Part of it is inherent interest. He was an interesting man. I saw the book "Moanin' at Midnight," and had to buy it. And as I read it I respected him more and more.
Part of it is finding the deeper roots of so much that I had loved. I was a kid when I found Taj Mahal, and a kid when I found two tracks by Howlin' Wolf-- but I was full grown and fading before I put two and two together to realize how closely they had always been linked.
Tonight I watched the first half of the documentary "The Howlin' Wolf Story." I've seen snatches before. I'd never watched it straight through. (I guess I still haven't.) It's a GREAT movie, with full songs by a great artist.
By great artists.
I've said before that what happened in Clarksdale and its suburb, Chicago, was like what happened in Florence, Italy, 500 years before: an explosion of incredible art and culture. There are home movies by drummer Sam Lay showing Wolf and Sumlin and Sonny Boy II and Otis Spann at Silvio's having a good time. It is like dreamtime-- impossible to believe and incredible to envision.
But the saddest thing-- the most powerful thing--- was Howlin' Wolf telling off Son House.
If you've read the biography of Muddy Waters you'll remember a page where one of Muddy's musicians asks "who's that old man?" And Muddy scolds him. "That's Son House."
I just saw parts of "It Might Get Loud." The White Stripes guitarist holds a Son House record (the only one I own) and talks about how it hit him when he heard it, and how he has been trying to acheive that sound throughout his career.
Howlin' Wolf travelled with Son House in the 1930s, revered him, and considered him a teacher.

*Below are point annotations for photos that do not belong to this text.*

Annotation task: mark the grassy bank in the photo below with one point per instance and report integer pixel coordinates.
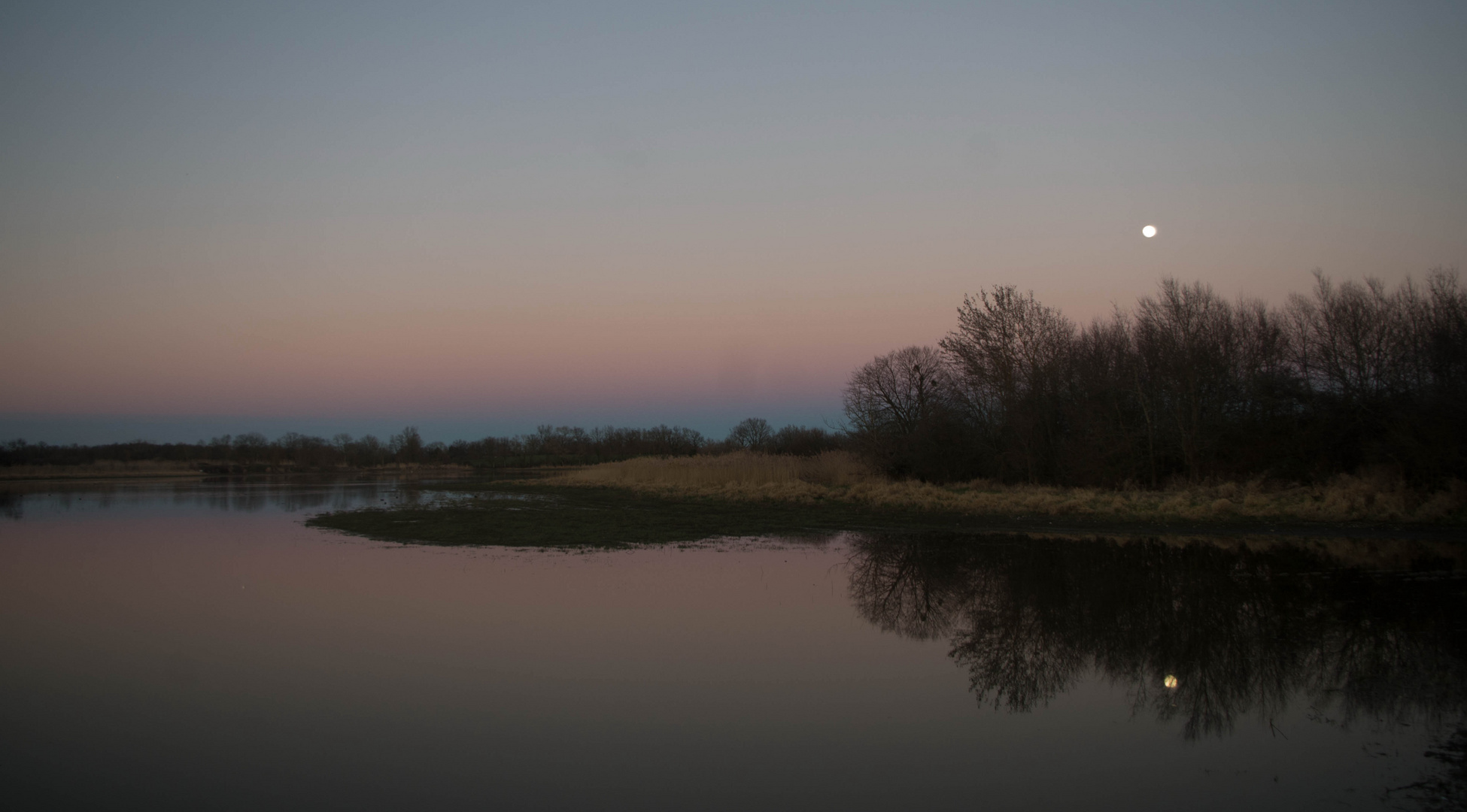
(841, 478)
(557, 515)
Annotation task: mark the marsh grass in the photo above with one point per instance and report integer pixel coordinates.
(840, 477)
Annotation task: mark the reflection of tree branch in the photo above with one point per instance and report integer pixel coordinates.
(1240, 631)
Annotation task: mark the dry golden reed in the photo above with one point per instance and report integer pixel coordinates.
(837, 475)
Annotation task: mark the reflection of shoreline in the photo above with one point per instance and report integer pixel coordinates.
(1363, 628)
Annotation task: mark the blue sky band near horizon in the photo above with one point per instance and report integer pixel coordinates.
(489, 214)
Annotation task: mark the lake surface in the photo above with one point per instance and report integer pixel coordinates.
(194, 645)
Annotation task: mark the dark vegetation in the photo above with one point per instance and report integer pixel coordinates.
(548, 446)
(546, 515)
(1186, 387)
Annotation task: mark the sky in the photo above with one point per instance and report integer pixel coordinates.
(480, 217)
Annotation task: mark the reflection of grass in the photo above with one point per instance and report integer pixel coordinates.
(103, 469)
(580, 517)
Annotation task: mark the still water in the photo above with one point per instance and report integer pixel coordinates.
(193, 645)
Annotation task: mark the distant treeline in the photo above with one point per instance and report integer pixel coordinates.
(1187, 386)
(546, 446)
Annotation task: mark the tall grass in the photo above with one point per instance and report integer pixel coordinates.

But while Wolf played, back in 1964, House, drunk, grabbed his arm and started babbling. And that's when Wolf scolded him. "You had a chance with your life but you ain't done nothin' with it." He tells him "We ain't talkin' about the womens, we talkin' about the life of a human being. See you don't love but one thing, and that's some whiskey, and that's plumb out of it." House keeps babbling, trying to respond, but Wolf starts playing, and his band joins him, and the babbling is lost.
I's an incredibly powerful moment. It answer's B.B.'s question. It's how blue you can get.
(This is an unedited version)
Is that a Little League Baseball uniform I see?? Nice picture Tulane......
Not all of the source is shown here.